1. Academic Validation
  2. Proposal for a new clinical entity, IgG4-positive multiorgan lymphoproliferative syndrome: analysis of 64 cases of IgG4-related disorders

Proposal for a new clinical entity, IgG4-positive multiorgan lymphoproliferative syndrome: analysis of 64 cases of IgG4-related disorders

  • Ann Rheum Dis. 2009 Aug;68(8):1310-5. doi: 10.1136/ard.2008.089169.
Y Masaki 1 L Dong N Kurose K Kitagawa Y Morikawa M Yamamoto H Takahashi Y Shinomura K Imai T Saeki A Azumi S Nakada E Sugiyama S Matsui T Origuchi S Nishiyama I Nishimori T Nojima K Yamada M Kawano Y Zen M Kaneko K Miyazaki K Tsubota K Eguchi K Tomoda T Sawaki T Kawanami M Tanaka T Fukushima S Sugai H Umehara
Affiliations

Affiliation

  • 1 Department of Hematology and Immunology, Kanazawa Medical University, 1-1 Daigaku, Uchinada, Kahoku-gun, Ishikawa, 920-0293, Japan. yasum@kanazawa-med.ac.jp
Abstract

Background: Mikulicz's disease (MD) has been considered as one manifestation of Sjögren's syndrome (SS). Recently, it has also been considered as an IgG(4)-related disorder.

Objective: To determine the differences between IgG(4)-related disorders including MD and SS.

Methods: A study was undertaken to investigate patients with MD and IgG(4)-related disorders registered in Japan and to set up provisional criteria for the new clinical entity IgG(4)-positive multiorgan lymphoproliferative syndrome (IgG(4)+MOLPS). The preliminary diagnostic criteria include raised serum levels of IgG(4) (>135 mg/dl) and infiltration of IgG(4)(+) plasma cells in the tissue (IgG(4)+/IgG+ plasma cells >50%) with fibrosis or sclerosis.

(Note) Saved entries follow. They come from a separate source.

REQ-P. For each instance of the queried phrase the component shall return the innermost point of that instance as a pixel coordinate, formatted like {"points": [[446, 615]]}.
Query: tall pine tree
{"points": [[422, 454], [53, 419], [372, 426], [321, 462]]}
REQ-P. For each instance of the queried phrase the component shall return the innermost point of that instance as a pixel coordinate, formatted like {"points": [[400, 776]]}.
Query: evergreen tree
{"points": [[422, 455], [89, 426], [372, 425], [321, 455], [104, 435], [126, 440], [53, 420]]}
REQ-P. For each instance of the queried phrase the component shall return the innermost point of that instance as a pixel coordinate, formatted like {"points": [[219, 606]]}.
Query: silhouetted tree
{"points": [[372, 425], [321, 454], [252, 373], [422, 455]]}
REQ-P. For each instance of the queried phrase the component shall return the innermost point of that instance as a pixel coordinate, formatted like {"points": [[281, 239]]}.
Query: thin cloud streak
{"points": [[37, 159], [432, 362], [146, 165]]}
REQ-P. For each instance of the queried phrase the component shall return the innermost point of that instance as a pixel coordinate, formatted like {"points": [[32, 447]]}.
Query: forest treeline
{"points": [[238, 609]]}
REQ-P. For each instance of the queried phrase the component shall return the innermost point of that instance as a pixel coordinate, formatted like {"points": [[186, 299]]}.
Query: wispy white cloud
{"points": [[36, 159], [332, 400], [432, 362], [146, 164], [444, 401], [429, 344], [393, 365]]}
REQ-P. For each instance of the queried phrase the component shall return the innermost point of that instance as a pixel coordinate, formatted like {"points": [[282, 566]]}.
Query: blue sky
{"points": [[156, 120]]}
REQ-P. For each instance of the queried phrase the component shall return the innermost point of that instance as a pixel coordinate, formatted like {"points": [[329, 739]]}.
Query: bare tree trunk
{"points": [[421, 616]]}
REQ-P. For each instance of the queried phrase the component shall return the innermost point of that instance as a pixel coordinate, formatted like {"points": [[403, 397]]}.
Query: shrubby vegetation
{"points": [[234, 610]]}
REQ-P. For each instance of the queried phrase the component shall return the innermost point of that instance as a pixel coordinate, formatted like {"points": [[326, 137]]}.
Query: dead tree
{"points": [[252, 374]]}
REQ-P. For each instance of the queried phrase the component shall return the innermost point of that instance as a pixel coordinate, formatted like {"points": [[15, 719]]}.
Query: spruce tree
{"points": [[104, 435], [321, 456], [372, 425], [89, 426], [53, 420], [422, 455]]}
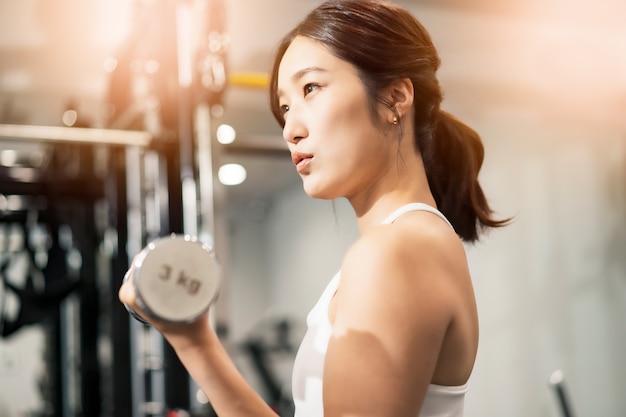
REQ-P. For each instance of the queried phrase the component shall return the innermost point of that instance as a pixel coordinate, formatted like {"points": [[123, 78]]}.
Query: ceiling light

The clinical features, laboratory data and pathologies of 64 patients with IgG(4)+MOLPS and 31 patients with typical SS were compared.

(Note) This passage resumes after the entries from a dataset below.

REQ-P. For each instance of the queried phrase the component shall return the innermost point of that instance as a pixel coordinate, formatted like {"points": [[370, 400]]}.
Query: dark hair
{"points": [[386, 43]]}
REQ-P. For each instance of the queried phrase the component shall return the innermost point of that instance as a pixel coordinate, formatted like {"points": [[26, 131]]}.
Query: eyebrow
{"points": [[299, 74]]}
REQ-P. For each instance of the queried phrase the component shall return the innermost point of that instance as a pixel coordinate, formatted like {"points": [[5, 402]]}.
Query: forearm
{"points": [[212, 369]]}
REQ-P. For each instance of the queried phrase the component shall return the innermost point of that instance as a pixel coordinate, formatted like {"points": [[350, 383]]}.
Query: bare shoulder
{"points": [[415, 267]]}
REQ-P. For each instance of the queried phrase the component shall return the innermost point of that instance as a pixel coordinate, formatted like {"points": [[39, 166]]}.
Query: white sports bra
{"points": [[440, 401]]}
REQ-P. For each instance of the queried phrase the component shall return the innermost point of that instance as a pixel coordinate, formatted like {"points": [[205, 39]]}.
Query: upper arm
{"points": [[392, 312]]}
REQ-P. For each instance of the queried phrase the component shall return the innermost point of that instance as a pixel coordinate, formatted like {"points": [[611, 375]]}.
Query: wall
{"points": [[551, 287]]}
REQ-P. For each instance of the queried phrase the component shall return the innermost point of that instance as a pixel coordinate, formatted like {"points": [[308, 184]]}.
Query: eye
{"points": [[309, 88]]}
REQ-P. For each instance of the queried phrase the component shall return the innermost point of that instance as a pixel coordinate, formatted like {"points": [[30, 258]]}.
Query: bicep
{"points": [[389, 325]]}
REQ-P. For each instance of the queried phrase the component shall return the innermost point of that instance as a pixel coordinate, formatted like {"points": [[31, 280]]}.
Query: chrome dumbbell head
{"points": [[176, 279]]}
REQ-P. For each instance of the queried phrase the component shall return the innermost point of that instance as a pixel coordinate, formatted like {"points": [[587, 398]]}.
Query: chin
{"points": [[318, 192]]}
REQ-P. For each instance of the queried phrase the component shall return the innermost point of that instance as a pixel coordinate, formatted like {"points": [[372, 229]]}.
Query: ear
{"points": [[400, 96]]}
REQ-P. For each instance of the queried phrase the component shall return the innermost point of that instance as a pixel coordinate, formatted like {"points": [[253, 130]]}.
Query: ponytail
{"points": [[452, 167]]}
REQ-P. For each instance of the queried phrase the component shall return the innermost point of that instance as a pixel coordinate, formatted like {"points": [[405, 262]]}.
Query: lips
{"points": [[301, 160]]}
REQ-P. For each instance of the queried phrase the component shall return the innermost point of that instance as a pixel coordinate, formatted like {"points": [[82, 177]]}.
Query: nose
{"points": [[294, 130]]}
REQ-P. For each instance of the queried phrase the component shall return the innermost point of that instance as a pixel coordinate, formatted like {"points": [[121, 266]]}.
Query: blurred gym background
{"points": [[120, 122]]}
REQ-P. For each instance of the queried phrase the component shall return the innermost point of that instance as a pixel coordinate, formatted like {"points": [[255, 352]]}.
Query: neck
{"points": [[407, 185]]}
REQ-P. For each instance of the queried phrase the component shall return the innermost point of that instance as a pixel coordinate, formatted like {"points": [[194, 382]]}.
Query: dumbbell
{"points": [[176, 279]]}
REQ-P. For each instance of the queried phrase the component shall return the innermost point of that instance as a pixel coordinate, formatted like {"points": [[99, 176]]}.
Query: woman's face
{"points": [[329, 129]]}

Results: The incidence of xerostomia, xerophthalmia and arthralgia, rheumatoid factor and antinuclear, antiSS-A/Ro and antiSS-B/La Antibodies was significantly lower in patients with IgG(4)+MOLPS than in those with typical SS. Allergic rhinitis and autoimmune pancreatitis were significantly more frequent and total IgG, IgG(2), IgG(4) and IgE levels were significantly increased in IgG(4)+MOLPS. Histological specimens from patients with IgG(4)+MOLPS revealed marked IgG(4)+ plasma cell infiltration. Many patients with IgG(4)+MOLPS had lymphocytic follicle formation, but lymphoepithelial lesions were rare. Few IgG(4)+ cells were seen in the tissue of patients with typical SS. Thirty-eight patients with IgG(4)+MOLPS treated with glucocorticoids showed marked clinical improvement.

Conclusion: Despite similarities in the involved organs, there are considerable clinical and pathological differences between IgG(4)+MOLPS and SS. Based on the clinical features and good response to glucocorticoids, we propose a new clinical entity: IgG(4)+MOLPS.